[Pacemaker] Postgresql streaming replication failover - RA needed

Mon Dec 12 07:32:20 EST 2011

Hello

2011/12/12 Serge Dubrouski <sergeyfd at gmail.com>:
>
>
> On Thu, Dec 8, 2011 at 10:34 PM, Takatoshi MATSUO <matsuo.tak at gmail.com>
> wrote:
>>
>> Hi Attila
>>
>> 2011/12/8 Attila Megyeri <amegyeri at minerva-soft.com>:
>> > Hi Takatoshi,
>> >
>> > One strange thing I noticed and could probably be improved.
>> > When there is data inconsistency, I have the following node properties:
>> >
>> > * Node psql2:
>> >    + default_ping_set                  : 100
>> >    + master-postgresql:1               : -INFINITY
>> >    + pgsql-data-status                 : DISCONNECT
>> >    + pgsql-status                      : HS:alone
>> > * Node psql1:
>> >    + default_ping_set                  : 100
>> >    + master-postgresql:0               : 1000
>> >    + master-postgresql:1               : -INFINITY
>> >    + pgsql-data-status                 : LATEST
>> >    + pgsql-master-baseline             : 58:000000004B000020
>> >    + pgsql-status                      : PRI
>> >
>> > This is fine, and understandable - but I can see this only if I do a
>> > crm_mon -A.
>> >
>> > My problem is, that CRM shows the following:
>> >
>> > Master/Slave Set: db-ms-psql [postgresql]
>> >     Masters: [ psql1 ]
>> >     Slaves: [ psql2 ]
>> >
>> > So if I monitor the system from crm_mon, HAWK or ther tools - I have no
>> > indication at all that the slave is running in an inconsistent mode.
>> >
>> > I would expect the RA to stop the psql2 node in such cases, because:
>> > - It is running, but has non-up-to-date data, therefore noone will use
>> > it (the slave IP points to the master as well, which is good)
>> > - In CRM status eveything looks perfect, even though it is NOT perfect
>> > and admin intervention is required.
>> >
>> >
>> > Shouldn't the disconnected PSQL server be stopped instead?
>>
>> hmm..
>> It's not better to stop PGSQL server.
>> RA cannot know whether PGSQL is disconnected because of
>> data-inconsistent or network-down or
>> starting-up and so on.
>
>
> Why does it matter? If the state is degraded and inconsistent and there is
> no way to fix it from inside of the RA, RA should probably stop it.
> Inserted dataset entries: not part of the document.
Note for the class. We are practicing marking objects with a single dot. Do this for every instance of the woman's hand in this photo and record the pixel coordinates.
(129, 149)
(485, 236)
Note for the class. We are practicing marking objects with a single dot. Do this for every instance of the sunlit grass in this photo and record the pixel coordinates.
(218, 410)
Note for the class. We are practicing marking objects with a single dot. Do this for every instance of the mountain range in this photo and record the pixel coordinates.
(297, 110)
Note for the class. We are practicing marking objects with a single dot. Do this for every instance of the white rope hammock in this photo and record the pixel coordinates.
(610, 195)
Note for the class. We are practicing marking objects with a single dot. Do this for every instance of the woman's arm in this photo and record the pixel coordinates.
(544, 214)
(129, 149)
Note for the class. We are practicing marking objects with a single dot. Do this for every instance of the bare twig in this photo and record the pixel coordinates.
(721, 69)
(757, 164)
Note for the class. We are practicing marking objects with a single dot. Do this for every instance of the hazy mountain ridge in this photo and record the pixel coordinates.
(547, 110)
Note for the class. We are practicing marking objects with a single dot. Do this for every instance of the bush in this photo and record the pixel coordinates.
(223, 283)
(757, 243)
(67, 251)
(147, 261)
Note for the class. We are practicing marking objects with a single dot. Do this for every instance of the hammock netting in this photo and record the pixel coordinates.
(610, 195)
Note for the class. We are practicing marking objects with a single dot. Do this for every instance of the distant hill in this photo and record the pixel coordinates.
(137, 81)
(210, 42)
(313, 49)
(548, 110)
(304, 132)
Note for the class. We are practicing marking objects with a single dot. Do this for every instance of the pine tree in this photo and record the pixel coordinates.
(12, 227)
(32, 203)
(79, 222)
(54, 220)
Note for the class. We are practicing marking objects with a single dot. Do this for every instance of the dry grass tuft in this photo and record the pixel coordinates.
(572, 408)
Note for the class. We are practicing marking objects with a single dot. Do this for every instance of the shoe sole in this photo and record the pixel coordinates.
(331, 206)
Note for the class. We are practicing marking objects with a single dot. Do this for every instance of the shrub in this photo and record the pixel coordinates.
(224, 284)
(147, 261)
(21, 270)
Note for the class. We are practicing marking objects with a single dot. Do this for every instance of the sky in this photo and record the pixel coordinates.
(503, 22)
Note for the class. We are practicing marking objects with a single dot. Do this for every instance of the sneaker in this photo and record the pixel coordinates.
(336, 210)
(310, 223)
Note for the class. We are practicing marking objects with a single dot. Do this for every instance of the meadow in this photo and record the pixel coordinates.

In this case, HS's data may be cosistent but Primary dosen't have enough wals or
HS dosen't have enough wal-archives to be replication-mode.
Unfortunately this RA dosen't calculate the number of wals.

> Let's say that there is pgpool running in front of the cluster, keeping an
> inconsistent node up would lead to the routing SQL queries to it and
> possibly getting wrong results.
>

It dosen't happen in my sample configuration.
vip-slave is up at master when slave is not "HS:sync".

>>
>>
>>
>> How about using dummy RA such as vip-slave?
>> -------------------------------------------
>> primitive runningSlaveOK ocf:heartbeat:Dummy
>> .....(snip)
>>
>> location rsc_location-dummy runningSlaveOK \
>>     rule  200: pgsql-status eq "HS:sync"
>> -------------------------------------------

>
> That probably fixes visibility issue. What about notifications on DISCONNECT
> state? How administrator would know that cluster is inconsistent? May be the
> better option in this case would be collocating MailTo resource with
> "HS:alone"?

Yes, it's good idea if you want to receive notifications.

Regards,
Takatoshi MATSUO